Deutschland: Kluft zwischen Arm und Reich nimmt zu

Eine Studie des IMK kommt zu dem Schluss, dass die Einkommensunterschiede seit der Wiedervereinigung stark angestiegen sind. Die Zahl der Beschäftigten auf Teilzeitbasis oder in Zeitarbeit stiegt seit 1991 . Die Zahl der Mini-Jobber nahm rapide zu. Die Folgen sind Altersarmut und Überschuldung.
07.09.2013 04:01
Lesezeit: 2 min

Die Kluft zwischen Arm und Reich hat sich seit der Wiedervereinigung stark vergrößert. Zu diesem Schluss kommen die Autoren Kai Daniel Schmidt und Ulrike Stein vom Institut für Makroökonomie und Konjunkturforschung (IMK) in ihrer jüngsten Studie. Demnach stieg die Zahl der Teilzeitkräfte, Zeitarbeiter und Mini-Jobber kontinuierlich an. Das könnte katastrophale Folgen für die Gesellschaft haben: Die Forscher warnen eindringlich vor Altersarmut und Überschuldung.
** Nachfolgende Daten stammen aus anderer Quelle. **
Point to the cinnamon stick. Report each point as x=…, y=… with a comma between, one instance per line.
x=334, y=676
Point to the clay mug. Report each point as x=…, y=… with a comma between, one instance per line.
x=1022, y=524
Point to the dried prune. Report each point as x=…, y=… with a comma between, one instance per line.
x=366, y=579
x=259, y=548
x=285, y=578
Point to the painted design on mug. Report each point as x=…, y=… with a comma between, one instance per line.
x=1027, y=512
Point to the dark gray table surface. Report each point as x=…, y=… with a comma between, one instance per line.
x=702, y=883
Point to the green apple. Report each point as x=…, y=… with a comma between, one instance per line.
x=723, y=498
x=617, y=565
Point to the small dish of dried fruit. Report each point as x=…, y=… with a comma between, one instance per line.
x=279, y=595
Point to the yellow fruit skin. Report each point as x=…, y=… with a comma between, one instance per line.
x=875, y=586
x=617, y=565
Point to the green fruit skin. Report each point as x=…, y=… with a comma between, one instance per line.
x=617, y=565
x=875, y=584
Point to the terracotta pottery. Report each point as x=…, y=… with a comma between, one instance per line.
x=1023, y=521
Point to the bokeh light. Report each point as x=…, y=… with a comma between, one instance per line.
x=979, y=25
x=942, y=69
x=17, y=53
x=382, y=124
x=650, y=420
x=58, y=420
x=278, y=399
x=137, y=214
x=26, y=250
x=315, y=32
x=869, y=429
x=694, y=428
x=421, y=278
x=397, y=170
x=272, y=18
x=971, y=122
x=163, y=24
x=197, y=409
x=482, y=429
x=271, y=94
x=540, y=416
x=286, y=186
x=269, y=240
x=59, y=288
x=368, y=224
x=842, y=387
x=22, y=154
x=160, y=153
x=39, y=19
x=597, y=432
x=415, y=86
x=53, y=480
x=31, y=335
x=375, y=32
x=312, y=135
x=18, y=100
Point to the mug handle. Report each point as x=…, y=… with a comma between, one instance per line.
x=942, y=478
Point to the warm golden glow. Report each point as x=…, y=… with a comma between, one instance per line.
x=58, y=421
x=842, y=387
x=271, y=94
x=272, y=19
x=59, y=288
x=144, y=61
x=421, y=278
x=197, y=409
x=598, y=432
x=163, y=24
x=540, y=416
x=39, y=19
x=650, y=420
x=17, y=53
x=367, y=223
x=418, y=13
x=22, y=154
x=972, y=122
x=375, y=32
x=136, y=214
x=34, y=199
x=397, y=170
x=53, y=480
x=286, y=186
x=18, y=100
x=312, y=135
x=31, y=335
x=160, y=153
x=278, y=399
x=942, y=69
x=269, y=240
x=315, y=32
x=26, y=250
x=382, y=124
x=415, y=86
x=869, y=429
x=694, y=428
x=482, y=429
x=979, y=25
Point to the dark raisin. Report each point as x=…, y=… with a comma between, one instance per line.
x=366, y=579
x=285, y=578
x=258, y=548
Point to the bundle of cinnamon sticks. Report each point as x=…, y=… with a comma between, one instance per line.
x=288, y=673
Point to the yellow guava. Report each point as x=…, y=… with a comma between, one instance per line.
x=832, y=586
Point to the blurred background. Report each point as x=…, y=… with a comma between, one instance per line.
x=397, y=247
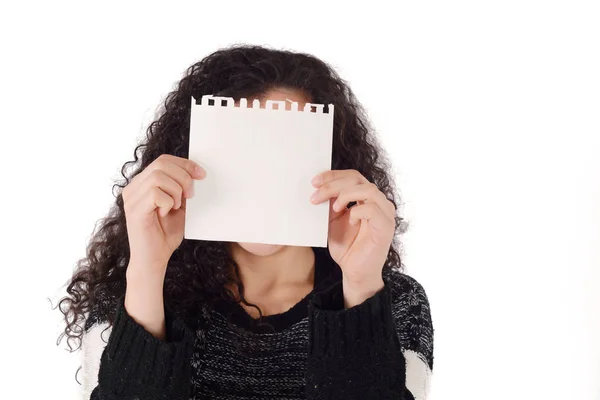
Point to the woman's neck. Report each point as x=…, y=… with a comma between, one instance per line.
x=289, y=269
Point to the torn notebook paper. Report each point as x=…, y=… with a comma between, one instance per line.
x=260, y=159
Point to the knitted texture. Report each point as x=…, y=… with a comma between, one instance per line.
x=319, y=351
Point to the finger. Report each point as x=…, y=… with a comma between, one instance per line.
x=372, y=213
x=327, y=176
x=332, y=189
x=180, y=175
x=365, y=192
x=167, y=184
x=167, y=162
x=153, y=198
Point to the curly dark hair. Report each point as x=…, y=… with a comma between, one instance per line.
x=200, y=271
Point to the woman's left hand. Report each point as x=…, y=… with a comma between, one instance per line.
x=359, y=237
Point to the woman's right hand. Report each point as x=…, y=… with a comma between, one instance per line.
x=154, y=203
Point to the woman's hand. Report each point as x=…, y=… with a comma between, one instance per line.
x=154, y=203
x=359, y=237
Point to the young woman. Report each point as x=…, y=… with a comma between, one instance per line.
x=160, y=317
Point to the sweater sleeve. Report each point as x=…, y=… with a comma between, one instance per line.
x=136, y=365
x=379, y=349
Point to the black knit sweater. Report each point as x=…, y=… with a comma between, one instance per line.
x=318, y=349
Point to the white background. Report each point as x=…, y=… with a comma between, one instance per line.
x=490, y=111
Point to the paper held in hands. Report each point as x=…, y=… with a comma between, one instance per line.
x=259, y=161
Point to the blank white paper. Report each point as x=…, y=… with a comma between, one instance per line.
x=259, y=164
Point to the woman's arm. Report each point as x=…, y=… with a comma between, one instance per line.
x=379, y=349
x=135, y=364
x=149, y=349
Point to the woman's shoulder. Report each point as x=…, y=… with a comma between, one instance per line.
x=411, y=311
x=405, y=288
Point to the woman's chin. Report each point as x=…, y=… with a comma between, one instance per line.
x=261, y=249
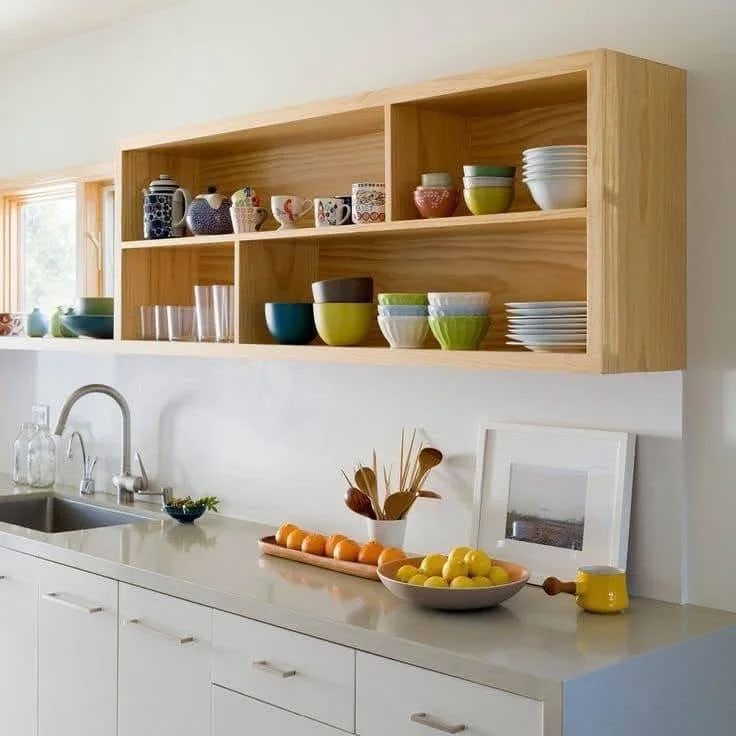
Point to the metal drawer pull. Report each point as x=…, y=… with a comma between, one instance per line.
x=426, y=720
x=159, y=632
x=69, y=603
x=270, y=669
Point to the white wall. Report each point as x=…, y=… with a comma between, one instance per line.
x=275, y=433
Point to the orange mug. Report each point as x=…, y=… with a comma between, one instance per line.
x=598, y=589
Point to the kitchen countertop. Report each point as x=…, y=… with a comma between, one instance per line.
x=530, y=645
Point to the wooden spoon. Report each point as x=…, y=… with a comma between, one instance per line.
x=358, y=502
x=397, y=504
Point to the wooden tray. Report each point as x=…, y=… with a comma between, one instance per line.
x=268, y=546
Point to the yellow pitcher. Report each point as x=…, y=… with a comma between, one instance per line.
x=598, y=589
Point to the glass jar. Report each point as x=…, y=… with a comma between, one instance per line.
x=20, y=453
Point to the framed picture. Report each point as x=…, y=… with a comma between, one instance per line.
x=554, y=499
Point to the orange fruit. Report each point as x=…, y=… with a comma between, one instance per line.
x=283, y=533
x=391, y=554
x=314, y=544
x=346, y=550
x=332, y=543
x=370, y=552
x=295, y=538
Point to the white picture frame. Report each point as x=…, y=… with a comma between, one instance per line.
x=563, y=487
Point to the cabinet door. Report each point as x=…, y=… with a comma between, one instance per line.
x=77, y=652
x=235, y=715
x=18, y=639
x=164, y=677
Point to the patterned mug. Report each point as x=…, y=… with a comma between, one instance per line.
x=330, y=211
x=369, y=203
x=288, y=209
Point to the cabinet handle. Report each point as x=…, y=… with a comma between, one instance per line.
x=270, y=669
x=159, y=632
x=69, y=603
x=427, y=720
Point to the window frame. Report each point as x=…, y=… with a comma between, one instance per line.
x=89, y=185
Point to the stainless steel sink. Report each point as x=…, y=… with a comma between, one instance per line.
x=54, y=514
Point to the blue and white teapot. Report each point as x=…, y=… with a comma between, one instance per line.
x=165, y=205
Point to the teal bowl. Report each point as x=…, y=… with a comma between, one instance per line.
x=459, y=333
x=99, y=327
x=291, y=323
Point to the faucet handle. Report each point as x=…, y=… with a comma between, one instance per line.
x=144, y=475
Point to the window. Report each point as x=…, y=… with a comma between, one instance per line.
x=57, y=242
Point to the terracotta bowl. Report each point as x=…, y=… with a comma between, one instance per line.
x=436, y=201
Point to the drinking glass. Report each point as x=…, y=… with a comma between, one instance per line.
x=148, y=323
x=203, y=302
x=181, y=323
x=224, y=297
x=161, y=322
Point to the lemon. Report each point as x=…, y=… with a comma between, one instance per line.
x=417, y=579
x=436, y=582
x=458, y=553
x=432, y=565
x=406, y=572
x=478, y=562
x=454, y=569
x=498, y=576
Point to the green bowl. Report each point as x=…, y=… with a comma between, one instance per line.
x=488, y=200
x=342, y=324
x=489, y=171
x=394, y=299
x=95, y=306
x=459, y=333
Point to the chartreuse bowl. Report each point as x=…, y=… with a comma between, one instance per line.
x=459, y=333
x=343, y=324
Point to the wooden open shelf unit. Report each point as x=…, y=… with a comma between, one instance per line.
x=624, y=253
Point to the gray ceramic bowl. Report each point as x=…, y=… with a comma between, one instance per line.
x=350, y=289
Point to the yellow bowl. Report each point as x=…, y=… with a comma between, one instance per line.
x=343, y=323
x=488, y=200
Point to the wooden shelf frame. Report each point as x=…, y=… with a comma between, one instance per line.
x=624, y=253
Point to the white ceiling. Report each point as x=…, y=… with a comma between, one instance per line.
x=28, y=24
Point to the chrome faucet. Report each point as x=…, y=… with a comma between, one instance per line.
x=126, y=484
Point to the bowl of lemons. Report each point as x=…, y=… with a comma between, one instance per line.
x=463, y=580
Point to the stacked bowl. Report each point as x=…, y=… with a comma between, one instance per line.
x=403, y=319
x=459, y=320
x=557, y=176
x=343, y=309
x=488, y=189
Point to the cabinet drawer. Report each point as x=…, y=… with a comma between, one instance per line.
x=401, y=700
x=235, y=715
x=304, y=675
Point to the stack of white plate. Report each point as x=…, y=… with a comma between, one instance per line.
x=547, y=326
x=557, y=176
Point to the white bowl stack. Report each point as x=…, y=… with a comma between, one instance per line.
x=548, y=327
x=557, y=176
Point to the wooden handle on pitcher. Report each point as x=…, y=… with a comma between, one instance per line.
x=553, y=586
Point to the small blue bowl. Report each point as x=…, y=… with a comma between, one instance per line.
x=460, y=311
x=291, y=323
x=182, y=516
x=402, y=310
x=97, y=326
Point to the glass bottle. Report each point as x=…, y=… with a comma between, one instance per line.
x=41, y=451
x=20, y=453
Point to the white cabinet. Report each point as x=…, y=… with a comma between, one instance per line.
x=236, y=715
x=401, y=700
x=164, y=668
x=77, y=652
x=18, y=643
x=298, y=673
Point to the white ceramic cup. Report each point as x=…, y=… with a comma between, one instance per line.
x=329, y=212
x=288, y=209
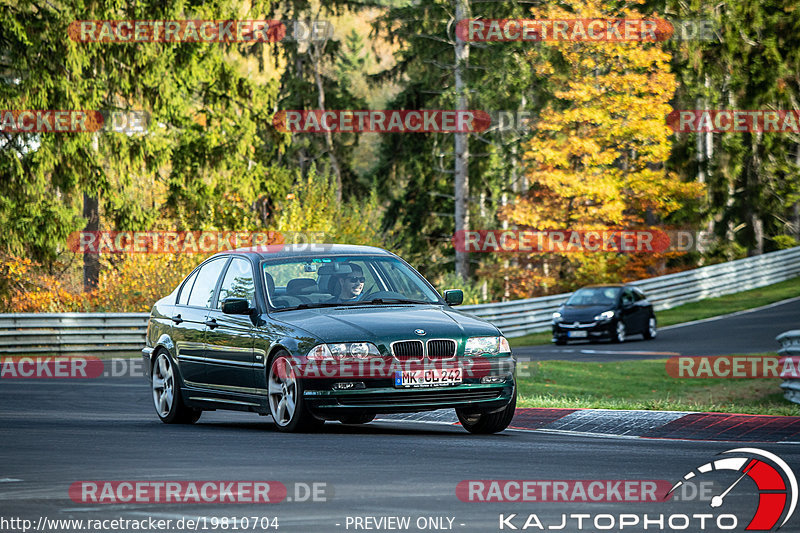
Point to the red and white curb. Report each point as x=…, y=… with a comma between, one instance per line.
x=642, y=424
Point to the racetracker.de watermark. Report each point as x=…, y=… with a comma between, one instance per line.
x=733, y=366
x=734, y=120
x=584, y=30
x=51, y=367
x=382, y=121
x=72, y=121
x=198, y=31
x=577, y=491
x=191, y=242
x=581, y=241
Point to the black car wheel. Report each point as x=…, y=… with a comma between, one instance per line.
x=651, y=331
x=167, y=393
x=619, y=332
x=285, y=396
x=485, y=423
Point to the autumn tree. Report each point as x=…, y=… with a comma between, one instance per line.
x=597, y=155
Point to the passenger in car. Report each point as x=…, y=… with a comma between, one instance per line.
x=348, y=287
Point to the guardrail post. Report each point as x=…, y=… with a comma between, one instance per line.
x=790, y=364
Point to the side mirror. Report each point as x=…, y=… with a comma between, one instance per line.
x=454, y=297
x=235, y=306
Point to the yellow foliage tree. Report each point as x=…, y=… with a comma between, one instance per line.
x=596, y=158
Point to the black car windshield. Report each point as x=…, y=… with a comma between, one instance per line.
x=594, y=296
x=332, y=281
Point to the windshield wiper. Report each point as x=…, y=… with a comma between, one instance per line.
x=395, y=301
x=310, y=306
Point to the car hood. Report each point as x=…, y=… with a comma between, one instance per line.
x=582, y=313
x=384, y=324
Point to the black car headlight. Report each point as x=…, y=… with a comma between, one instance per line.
x=486, y=346
x=605, y=316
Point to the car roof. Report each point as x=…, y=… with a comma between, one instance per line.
x=281, y=251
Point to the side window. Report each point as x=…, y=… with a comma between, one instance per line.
x=238, y=282
x=206, y=282
x=183, y=297
x=627, y=297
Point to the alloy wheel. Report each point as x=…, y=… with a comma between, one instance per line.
x=282, y=391
x=163, y=385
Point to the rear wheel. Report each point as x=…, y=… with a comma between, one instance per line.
x=285, y=396
x=167, y=397
x=651, y=331
x=485, y=423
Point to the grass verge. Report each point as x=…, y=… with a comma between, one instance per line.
x=699, y=310
x=644, y=385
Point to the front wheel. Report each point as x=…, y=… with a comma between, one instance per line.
x=619, y=332
x=167, y=394
x=485, y=423
x=651, y=331
x=286, y=403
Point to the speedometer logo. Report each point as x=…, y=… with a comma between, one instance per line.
x=777, y=485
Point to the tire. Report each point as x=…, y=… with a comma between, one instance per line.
x=363, y=418
x=652, y=330
x=285, y=396
x=167, y=397
x=486, y=423
x=619, y=333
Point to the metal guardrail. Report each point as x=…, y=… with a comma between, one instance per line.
x=532, y=315
x=124, y=333
x=789, y=364
x=69, y=333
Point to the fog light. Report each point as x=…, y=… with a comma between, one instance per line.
x=349, y=385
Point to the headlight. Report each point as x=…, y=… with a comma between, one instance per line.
x=605, y=315
x=343, y=350
x=486, y=345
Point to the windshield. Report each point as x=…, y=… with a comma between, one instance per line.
x=594, y=296
x=330, y=281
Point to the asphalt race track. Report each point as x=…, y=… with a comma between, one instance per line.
x=58, y=432
x=746, y=332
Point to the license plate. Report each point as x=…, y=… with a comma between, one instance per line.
x=432, y=377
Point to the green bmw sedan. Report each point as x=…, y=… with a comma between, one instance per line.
x=316, y=332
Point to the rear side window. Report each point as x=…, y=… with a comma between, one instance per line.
x=238, y=282
x=627, y=296
x=206, y=282
x=183, y=298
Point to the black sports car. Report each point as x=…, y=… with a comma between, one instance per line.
x=604, y=311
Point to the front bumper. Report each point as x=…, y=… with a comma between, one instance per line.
x=568, y=331
x=147, y=354
x=380, y=395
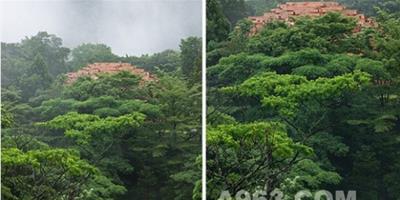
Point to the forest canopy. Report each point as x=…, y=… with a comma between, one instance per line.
x=312, y=105
x=109, y=137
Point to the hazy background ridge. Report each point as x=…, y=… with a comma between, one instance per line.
x=128, y=27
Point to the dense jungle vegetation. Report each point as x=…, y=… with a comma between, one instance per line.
x=113, y=137
x=310, y=106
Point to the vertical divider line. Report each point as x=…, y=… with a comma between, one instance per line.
x=204, y=106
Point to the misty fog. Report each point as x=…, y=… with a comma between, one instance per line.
x=132, y=27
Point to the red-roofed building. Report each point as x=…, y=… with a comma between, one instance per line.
x=285, y=12
x=93, y=70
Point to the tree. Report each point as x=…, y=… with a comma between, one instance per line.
x=217, y=24
x=90, y=53
x=191, y=51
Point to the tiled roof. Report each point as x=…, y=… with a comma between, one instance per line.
x=285, y=12
x=93, y=70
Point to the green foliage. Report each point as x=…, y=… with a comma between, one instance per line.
x=191, y=58
x=44, y=174
x=109, y=137
x=334, y=90
x=247, y=156
x=217, y=24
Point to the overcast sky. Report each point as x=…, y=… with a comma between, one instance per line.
x=132, y=27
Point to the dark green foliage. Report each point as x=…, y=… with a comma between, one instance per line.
x=217, y=24
x=191, y=58
x=335, y=91
x=110, y=137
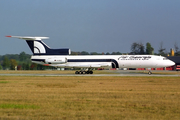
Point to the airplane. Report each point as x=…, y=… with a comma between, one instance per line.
x=44, y=55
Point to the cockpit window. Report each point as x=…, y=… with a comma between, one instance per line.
x=165, y=58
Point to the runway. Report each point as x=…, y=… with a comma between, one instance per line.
x=110, y=73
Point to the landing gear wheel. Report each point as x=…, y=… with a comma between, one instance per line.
x=76, y=72
x=149, y=72
x=91, y=72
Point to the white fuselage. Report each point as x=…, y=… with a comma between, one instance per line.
x=103, y=61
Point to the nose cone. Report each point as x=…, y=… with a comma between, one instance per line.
x=170, y=63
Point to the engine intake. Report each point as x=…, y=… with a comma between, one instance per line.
x=56, y=60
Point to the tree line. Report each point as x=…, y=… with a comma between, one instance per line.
x=22, y=61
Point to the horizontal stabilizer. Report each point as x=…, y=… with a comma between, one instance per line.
x=29, y=38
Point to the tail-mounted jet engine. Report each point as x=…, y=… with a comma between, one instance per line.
x=56, y=60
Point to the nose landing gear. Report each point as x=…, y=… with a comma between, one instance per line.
x=84, y=72
x=149, y=73
x=89, y=71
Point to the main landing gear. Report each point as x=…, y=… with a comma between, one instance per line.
x=89, y=71
x=149, y=73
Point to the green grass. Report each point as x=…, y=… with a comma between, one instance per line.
x=126, y=98
x=18, y=106
x=4, y=82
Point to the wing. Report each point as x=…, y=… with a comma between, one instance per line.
x=82, y=65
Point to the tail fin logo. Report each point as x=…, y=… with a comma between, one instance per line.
x=38, y=47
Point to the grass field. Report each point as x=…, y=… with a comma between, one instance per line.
x=154, y=98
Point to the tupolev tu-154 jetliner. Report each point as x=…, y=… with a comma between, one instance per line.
x=44, y=55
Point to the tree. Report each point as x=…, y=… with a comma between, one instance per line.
x=84, y=53
x=162, y=50
x=177, y=52
x=6, y=63
x=137, y=48
x=149, y=49
x=22, y=56
x=0, y=67
x=13, y=64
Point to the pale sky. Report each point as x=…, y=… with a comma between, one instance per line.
x=90, y=25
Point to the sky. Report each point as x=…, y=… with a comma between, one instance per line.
x=90, y=25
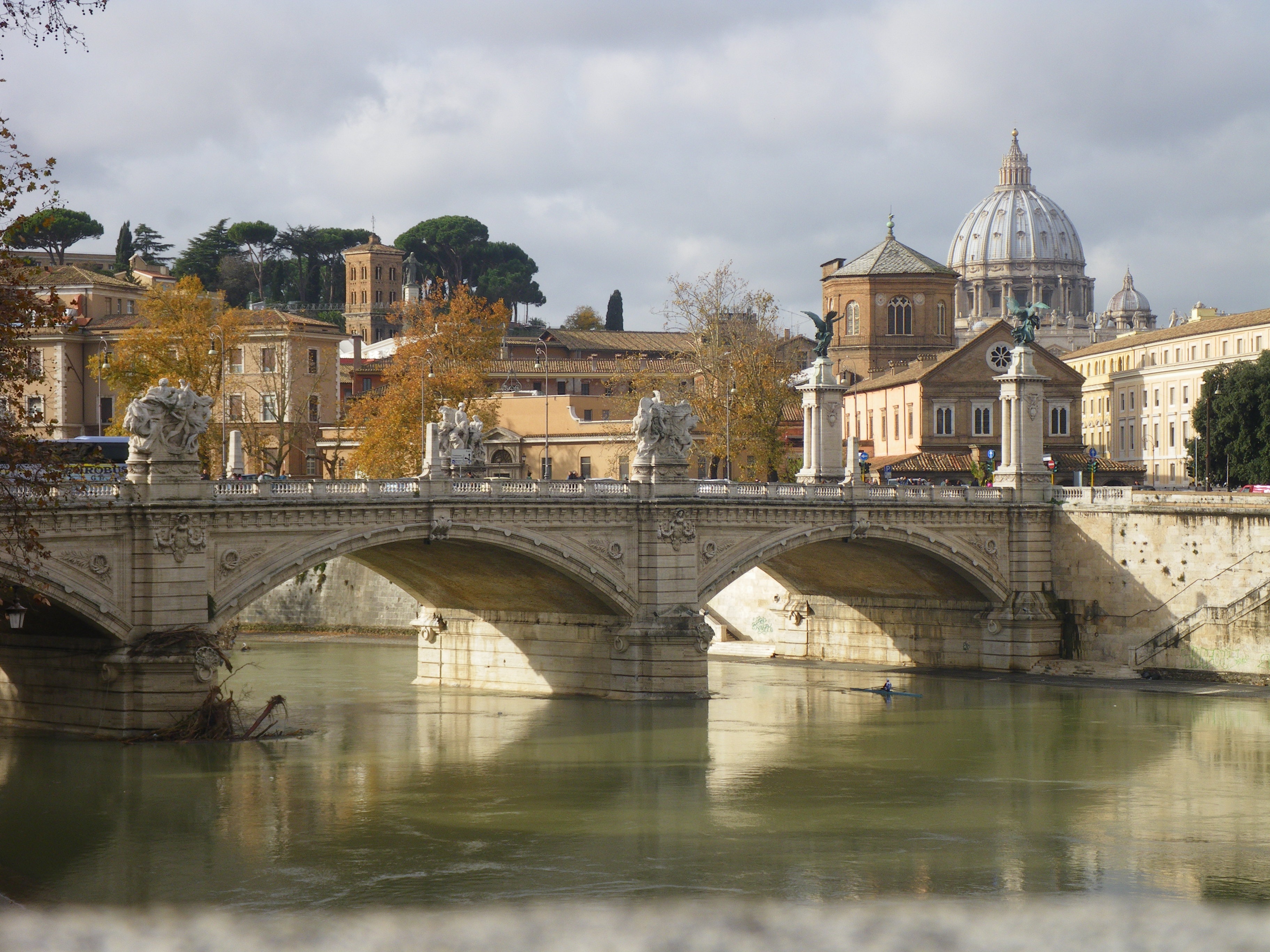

Die Studie basiert auf der Auswertung von Daten des Deutschen Instituts für Wirtschaftsforschung (DIW). Das DIW befragt jährlich mehrere Tausend Haushalte in Deutschland nach ihrer Einkommenssituation. Zuletzt nahmen daran etwa 12.000 Haushalte teil. Die Autoren der Studie fokussieren sich in ihrer Analyse auf den Zeitraum von 1991 bis 2010. Sie versuchen dabei die treibenden Faktoren für die steigende Ungleichheit der Einkommen auszumachen.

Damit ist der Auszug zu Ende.